Sharry, 29, legal secretary:

I am the product of an extramarital affair. Apparently my dad and his wife were going through a rocky period and drunk sex led to me. My mother is pro-life and my dad didn’t want to ask her to do anything that was against her will. After my birth, my mother did her best not to interfere with my father’s family (he has three other children) and my dad did as he promised and was financially responsible and was there whenever he could be. When I got older I was allowed to be around my siblings who were all older and they were distant at first, but eventually were more accepting. After all, I was no threat; they had him everyday and I had him when they would travel abroad or when they went to visit relatives on the north coast. I was one of two things in my dad’s circle though — either rarely mentioned or a hush-hush topic, and I resented being that. To this day I am missing from his perfect family pictures, but I have made my peace with probably never making any of those milestones. As for my parents, I resent them both for not protecting themselves — innocent people have been hurt by their carelessness. I can’t imagine the emotional turmoil his wife must have experienced, the infidelity, discovering the pregnancy (especially when she had lost her fourth weeks prior), and me — a constant reminder of the infidelity. And, of course, the gossiping that came with it. As for my father, I wish that he spent more time in my life and I wish that my mother allowed him to and allowed me to interact with my siblings without becoming paranoid (she sometimes acts like she was the one who was wronged). Overall, though, I am disappointed with my parents and hope others will be more cautious as children should be born in love.

Troy, 44, construction manager:

My father was a real womaniser. He had a happy home and a little family, but for so many men one woman is never enough. My mother knew he was engaged to be married, but that didn’t stop them and they ended up with me. My maternal grandmother told me that my mother wanted to have a piece of my father with her always in case he forgot about her when he got married. Initially, my father was concerned with what his fiancée would think, but he never asked my mother to abort me. My mother, I think, wanted to be with my father so badly that she thought a boy child would make him stay. She was right about one thing, which is that I would be a boy, but that’s it. My father comforted his fiancée when my mom called her and told her of her pregnancy and he hated my mother for it. Thank God his fiancée gave him a chance, even though he doesn’t deserve her.

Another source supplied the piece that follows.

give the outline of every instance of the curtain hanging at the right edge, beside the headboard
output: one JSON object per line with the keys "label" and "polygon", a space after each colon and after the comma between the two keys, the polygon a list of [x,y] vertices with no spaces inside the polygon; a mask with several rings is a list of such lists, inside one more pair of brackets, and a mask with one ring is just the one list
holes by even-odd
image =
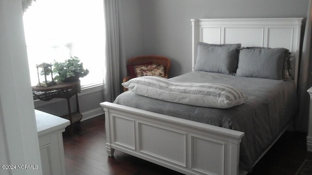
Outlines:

From an adult’s eyes, I’ll say what I have always thought — my mother is a Jezebel and my father is a low-life. They deserve each other. I still try to stay as far away from his wife as possible, as I can only imagine that I am not what she wants to reminded about daily. I thank them though for raising me to see what exactly I don’t ever want to do to my children and I hope that I can uphold this for generations.

Kayon, 32, teacher:

My mother got pregnant with me and my father’s wife basically showed him the door out; she was tired of the cheating and the lies. My mother then had what she wanted and I was so happy to live with both parents, and I sometimes couldn’t be bothered that my siblings would come and my dad would share my attention with them. I didn’t know how hard it was for them to be around the mother and child who stole their dad. My mother didn’t help by policing them and trying to make sure I always had better things than them and access to more things than they did. As an adult, I have so many regrets. I can imagine how their mother felt knowing her children were not only spending time with the woman who destroyed her family, but who now had some influence over her children. I feel terrible about the whole situation and if I could do things differently, I would. I would have told my dad to not believe whenever my mother would run and tell him some half-truths or lies. I would tell her to stop making their lives harder because she had won, and I would have cleansed my mind and heart of jealousy because my sulkiness was unwarranted.

Davia, 22, artist:

I first asked my mother, probably around eight years old, why my younger brother was the same age as my other brother whom dad would take to our house on his visits. She found some way to explain away the fact that they were a mere four months apart, and later when I asked again about the fact that dad wore a wedding ring but mom and dad weren’t married, she said it wasn’t a wedding ring, but a gift from his mother. For years I wondered why we could never meet our paternal grandparents, or the other side of the family. I never really wondered why dad was hardly home, because he was in the police force, but as my mother got older, I worried about her, as she seemed to grow sadder and sadder — more defeated. It was when I was 16 that I found out the truth — my mother met my father on an overseas trip, and got herself involved with him even though he told her he was married. She wanted him so badly that she had me in spite, and because his wife was infertile, she named me after my father and sent a copy of my birth certificate to dad’s wife. She also proudly blasted the news to all who would listen, including the people at my dad’s wife’s workplace. Then she got pregnant with my brother in the same year that dad’s wife did successful IVF treatments, and both babies were born months apart. Even with all that, he still chose his wife over her. I have bitter thoughts towards my mother — sure she’s educated and she gives off a vibe like she’s all for women’s empowerment and all that jazz, but all she will ever be is soiled — dirty and with no morals.